When you look at these rejected projects, you can see the work that went into them: the time and the detail. The depth of color. The brushstrokes in the painting. The painstaking detail of the pencil sketch. Good or bad, right or wrong for the project, you can still see the work that went into it. The effort is visible.
Good writing looks effortless. This is why it’s the afterthought to the design and visual storytelling.
Those 20 words on your homepage that perfectly express what your company does? That takes time. The subheads in your document that summarize the paragraphs below? They’re only a few words long, but doing it right takes effort.
But it’s more than just the time that went into the project itself. It’s the years of experience that help a good writer distill complex ideas into their essence.
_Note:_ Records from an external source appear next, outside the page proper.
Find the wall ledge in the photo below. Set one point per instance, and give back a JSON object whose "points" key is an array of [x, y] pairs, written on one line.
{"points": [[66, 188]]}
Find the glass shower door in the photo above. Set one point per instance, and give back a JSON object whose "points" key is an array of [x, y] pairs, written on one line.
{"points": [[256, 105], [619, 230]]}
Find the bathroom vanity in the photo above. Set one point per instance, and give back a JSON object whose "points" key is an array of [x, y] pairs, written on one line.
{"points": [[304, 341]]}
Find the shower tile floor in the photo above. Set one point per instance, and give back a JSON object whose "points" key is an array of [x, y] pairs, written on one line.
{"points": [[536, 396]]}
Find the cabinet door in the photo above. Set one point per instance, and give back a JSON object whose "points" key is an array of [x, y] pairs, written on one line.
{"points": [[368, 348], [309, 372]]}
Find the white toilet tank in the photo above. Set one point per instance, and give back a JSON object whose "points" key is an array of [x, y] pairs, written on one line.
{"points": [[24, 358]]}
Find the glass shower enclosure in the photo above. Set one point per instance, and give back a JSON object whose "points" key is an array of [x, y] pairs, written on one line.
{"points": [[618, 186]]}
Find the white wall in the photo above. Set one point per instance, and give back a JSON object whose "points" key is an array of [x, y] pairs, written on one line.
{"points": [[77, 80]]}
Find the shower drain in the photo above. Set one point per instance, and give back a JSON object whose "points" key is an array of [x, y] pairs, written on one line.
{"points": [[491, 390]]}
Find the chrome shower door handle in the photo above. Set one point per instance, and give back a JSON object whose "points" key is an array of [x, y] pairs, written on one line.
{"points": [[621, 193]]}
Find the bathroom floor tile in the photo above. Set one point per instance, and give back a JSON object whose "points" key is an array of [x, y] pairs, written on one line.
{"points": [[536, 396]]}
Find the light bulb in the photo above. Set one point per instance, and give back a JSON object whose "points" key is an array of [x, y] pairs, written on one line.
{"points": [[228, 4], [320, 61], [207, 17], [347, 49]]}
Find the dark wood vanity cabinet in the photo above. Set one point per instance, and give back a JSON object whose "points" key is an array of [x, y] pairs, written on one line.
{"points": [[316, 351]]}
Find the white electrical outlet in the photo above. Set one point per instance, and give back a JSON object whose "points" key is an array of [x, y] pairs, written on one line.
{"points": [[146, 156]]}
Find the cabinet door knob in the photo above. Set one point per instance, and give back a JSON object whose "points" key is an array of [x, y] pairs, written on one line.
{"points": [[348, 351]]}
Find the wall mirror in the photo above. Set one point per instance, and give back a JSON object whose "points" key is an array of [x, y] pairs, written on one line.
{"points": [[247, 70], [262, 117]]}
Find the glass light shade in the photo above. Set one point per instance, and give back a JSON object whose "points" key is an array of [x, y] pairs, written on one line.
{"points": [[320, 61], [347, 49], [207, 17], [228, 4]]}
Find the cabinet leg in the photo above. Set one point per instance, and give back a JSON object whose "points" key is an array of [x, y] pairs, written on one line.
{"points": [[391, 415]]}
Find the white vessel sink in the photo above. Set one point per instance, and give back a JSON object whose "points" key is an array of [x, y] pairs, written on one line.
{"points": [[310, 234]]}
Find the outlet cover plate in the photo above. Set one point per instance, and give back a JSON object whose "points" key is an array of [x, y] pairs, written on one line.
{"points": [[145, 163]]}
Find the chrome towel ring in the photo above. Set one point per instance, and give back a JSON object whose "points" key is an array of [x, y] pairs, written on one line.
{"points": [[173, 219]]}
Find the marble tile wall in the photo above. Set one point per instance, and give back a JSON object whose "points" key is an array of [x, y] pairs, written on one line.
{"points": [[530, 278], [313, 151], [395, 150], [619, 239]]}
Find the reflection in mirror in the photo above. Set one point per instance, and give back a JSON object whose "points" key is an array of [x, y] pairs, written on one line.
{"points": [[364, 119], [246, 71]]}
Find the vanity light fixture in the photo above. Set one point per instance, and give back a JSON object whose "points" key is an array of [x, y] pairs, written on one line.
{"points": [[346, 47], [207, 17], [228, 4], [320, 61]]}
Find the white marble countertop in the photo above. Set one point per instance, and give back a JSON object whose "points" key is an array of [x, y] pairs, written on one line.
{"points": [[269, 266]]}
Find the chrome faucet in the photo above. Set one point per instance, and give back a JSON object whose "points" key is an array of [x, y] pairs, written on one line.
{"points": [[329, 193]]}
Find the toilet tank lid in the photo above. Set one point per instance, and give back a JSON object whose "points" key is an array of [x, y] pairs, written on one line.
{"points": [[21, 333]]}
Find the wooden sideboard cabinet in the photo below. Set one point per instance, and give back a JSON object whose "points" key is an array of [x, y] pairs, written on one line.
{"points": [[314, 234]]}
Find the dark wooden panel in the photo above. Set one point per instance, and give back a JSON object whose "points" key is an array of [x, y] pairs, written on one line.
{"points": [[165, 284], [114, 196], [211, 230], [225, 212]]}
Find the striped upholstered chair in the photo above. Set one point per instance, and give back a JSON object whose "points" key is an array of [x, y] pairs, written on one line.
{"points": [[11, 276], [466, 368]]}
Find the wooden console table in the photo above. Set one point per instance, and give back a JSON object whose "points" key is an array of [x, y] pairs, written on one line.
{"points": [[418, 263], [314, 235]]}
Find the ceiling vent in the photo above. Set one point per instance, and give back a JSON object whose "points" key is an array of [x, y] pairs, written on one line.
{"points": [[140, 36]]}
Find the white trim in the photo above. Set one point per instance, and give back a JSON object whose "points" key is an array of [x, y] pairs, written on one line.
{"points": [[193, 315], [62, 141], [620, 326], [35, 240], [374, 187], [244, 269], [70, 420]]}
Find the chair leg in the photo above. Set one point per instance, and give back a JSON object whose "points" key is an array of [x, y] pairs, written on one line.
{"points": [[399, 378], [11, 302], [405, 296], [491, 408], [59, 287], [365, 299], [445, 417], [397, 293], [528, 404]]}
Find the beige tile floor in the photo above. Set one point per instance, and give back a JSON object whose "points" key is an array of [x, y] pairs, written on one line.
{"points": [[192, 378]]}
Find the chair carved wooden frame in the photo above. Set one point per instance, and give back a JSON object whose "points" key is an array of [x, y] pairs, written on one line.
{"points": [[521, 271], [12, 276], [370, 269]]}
It’s knowing what words resonate for the audience, both for native speakers and those approaching the text with English as their second, third or fourth language.
Those 20 words took 20 years of experience, plus the time mulling over the project on a run, plus a search of competitors’ positioning, plus several iterations that the client never sees.
You may not see the brushstrokes that bring the depth and complexity to a writer’s art, but you’d notice if they weren’t there.